By Keegan D’Alfonso
Dorm construction and the planning process for chapel were major points of interest at Cedarville’s Thursday night Town Hall meeting. Cedarville President Dr. Thomas White and his wife Joy White, assistant professor of women’s studies, answered students’ questions on topics ranging from favorite date night to why the guys are roughing it in Lawlor while the girls get brand new dorms with high ceilings and larger rooms.
Dr. White addressed a number of questions that focused on why the new dorm held fewer female students than the dorm it was meant to replace and why the dorm currently under construction is also going to be a female dorm rather than a male dorm.
The main reason the new dorms focused on larger rooms and community spaces versus the number of beds was to encourage discipleship and improve retention.
“We would call it discipleship,” Dr. White said. “Secular institutions do the same thing and they call it student retention. Because if you develop friendships you are less likely to leave an institution and you’re more likely to stay at a location and to feel like you’re plugged in.”
Dr. White said discipleship is the model the university bases all the student housing on, and future dorms will follow that model as well.
Although the dorm currently under construction was originally intended to be a male dorm, it was changed to a female dorm due to the higher than expected number of incoming freshman students with a larger percentage of them being female. However, Dr. White said the university could switch the dorm to a male dorm if there are a greater number of male students next year.
The urgency for female housing was caused by the large number of female students that forced the administration to delay closing Faith, a women’s dorm, Faith. Although Cedarville has seen an upward tick in enrollment every year, this year’s enrollment was much greater than previous years. Prof. White said that this year’s enrollment increase included a greater number of undergrad students, while previous years had more graduate and College Now students.
Chapel was also a big discussion point at the meeting with one student asking for more worship chapels and others asking detailed questions about speaker selection and women in chapel.
Currently, there is one worship chapel a month, and Dr. White said that number probably wouldn’t change because of the large number of visiting speakers the university has planned this semester. Dr. White also said they plan an “ebb and flow” for chapel services.
“We try to give you a lighter week after a heavier week,” Dr. White said. “So, if you notice end times and testimonies and when they’re inserted, it’s all ebb and flow.”
Dr. White said that many times the university has guest speakers to increase exposure for the university. This gives the university the ability to show pastors and other visitors how Cedarville is different from other universities with its Christ-centeredness and intentionality through its daily chapel service. By impressing visitors with the importance Cedarville puts on Christ-centeredness, the university hopes to continue to draw more students as well as encourage more donors, which would allow for more growth and more scholarships to reduce the cost of attendance.

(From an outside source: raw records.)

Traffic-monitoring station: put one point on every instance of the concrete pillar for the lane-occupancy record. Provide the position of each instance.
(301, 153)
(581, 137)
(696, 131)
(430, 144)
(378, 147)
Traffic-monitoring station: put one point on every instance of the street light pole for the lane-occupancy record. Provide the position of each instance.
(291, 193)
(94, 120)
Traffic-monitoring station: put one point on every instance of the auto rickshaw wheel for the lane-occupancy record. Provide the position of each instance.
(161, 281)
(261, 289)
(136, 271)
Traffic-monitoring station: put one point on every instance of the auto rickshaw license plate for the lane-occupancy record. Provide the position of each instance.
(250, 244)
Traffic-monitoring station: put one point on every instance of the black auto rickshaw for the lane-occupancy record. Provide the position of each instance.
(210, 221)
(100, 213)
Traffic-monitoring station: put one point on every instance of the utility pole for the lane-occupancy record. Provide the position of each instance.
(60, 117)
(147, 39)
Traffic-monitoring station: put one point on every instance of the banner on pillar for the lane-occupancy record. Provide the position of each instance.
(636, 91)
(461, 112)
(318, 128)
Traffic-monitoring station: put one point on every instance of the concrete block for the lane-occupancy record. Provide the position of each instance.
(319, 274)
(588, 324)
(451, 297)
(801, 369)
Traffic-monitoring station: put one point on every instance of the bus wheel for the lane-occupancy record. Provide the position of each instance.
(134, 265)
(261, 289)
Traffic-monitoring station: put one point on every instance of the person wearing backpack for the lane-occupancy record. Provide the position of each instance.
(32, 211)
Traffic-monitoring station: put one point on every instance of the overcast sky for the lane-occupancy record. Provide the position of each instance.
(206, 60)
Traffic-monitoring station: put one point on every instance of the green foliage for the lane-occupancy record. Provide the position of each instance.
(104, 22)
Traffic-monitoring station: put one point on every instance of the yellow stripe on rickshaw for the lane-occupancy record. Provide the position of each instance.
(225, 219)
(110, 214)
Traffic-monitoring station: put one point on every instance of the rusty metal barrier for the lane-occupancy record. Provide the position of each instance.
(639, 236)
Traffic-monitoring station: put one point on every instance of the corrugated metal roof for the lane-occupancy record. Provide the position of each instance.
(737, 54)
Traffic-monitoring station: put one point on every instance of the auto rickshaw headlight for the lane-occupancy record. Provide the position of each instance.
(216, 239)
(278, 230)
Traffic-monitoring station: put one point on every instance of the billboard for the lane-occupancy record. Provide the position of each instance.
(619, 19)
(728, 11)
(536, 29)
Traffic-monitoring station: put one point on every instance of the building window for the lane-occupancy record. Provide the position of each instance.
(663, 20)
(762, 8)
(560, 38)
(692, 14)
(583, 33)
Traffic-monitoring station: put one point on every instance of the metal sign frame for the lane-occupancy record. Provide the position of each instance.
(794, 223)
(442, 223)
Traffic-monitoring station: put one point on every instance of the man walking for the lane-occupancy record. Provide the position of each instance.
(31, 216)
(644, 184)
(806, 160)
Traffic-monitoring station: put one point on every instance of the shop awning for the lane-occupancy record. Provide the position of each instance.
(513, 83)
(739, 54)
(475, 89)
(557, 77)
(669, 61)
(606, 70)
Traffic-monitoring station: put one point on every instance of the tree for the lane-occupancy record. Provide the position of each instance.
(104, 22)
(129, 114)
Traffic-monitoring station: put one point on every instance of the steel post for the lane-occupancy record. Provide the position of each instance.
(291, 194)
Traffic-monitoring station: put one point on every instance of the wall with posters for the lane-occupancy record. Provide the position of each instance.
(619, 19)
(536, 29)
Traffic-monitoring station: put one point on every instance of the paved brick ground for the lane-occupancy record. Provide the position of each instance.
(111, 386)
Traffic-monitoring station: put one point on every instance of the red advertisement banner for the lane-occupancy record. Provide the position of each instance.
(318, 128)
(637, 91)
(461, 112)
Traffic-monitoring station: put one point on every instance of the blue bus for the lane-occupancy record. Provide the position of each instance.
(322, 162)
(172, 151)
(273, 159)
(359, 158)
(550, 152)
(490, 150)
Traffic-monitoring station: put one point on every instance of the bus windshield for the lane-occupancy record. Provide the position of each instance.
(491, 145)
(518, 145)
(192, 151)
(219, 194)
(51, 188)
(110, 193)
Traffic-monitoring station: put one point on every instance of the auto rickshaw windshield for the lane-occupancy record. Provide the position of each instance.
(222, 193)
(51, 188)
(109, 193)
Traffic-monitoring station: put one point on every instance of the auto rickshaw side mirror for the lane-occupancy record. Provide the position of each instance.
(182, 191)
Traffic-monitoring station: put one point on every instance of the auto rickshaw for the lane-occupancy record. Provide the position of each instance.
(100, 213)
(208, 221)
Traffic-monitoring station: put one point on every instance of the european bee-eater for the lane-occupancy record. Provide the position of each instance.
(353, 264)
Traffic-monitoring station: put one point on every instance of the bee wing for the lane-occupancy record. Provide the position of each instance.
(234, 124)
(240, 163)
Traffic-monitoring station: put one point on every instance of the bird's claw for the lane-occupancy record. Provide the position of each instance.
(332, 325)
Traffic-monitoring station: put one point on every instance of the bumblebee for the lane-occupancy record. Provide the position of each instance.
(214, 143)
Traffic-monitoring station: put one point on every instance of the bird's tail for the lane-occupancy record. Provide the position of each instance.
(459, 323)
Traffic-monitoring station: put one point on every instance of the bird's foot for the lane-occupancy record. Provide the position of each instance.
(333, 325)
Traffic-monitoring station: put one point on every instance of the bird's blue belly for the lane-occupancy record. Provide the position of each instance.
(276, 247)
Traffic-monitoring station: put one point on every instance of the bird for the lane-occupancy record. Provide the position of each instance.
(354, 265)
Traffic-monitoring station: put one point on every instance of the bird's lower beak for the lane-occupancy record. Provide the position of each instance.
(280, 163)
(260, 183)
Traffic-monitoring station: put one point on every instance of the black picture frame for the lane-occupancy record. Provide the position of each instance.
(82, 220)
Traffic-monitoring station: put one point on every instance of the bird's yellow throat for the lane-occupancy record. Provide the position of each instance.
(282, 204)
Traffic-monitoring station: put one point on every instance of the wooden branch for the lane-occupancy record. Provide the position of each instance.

Dr. White also explained that while women give testimonies in chapel, they don’t expound on scripture because the university holds a strong stance on the teaching of Scripture.
“What I Timothy says is ‘do not permit a woman to teach or have authority over men,’” Dr. White said. “We try to set a good example about what we believe should happen at the local church, and we try to make sure to live by what the Scripture says.”
Many other topics were addressed at the town hall meeting, which appeared to be popular with the students. The event was planned to last one hour but lasted over an hour and a half with a continual stream of questions. Because of the positive reaction, Dr. White said he will hold another town hall meeting next semester.
Keegan D’Alfonso is a junior journalism major and the Editor-in-Chief for Cedars. He was a sergeant in the Marines and has a passion for intercultural communication.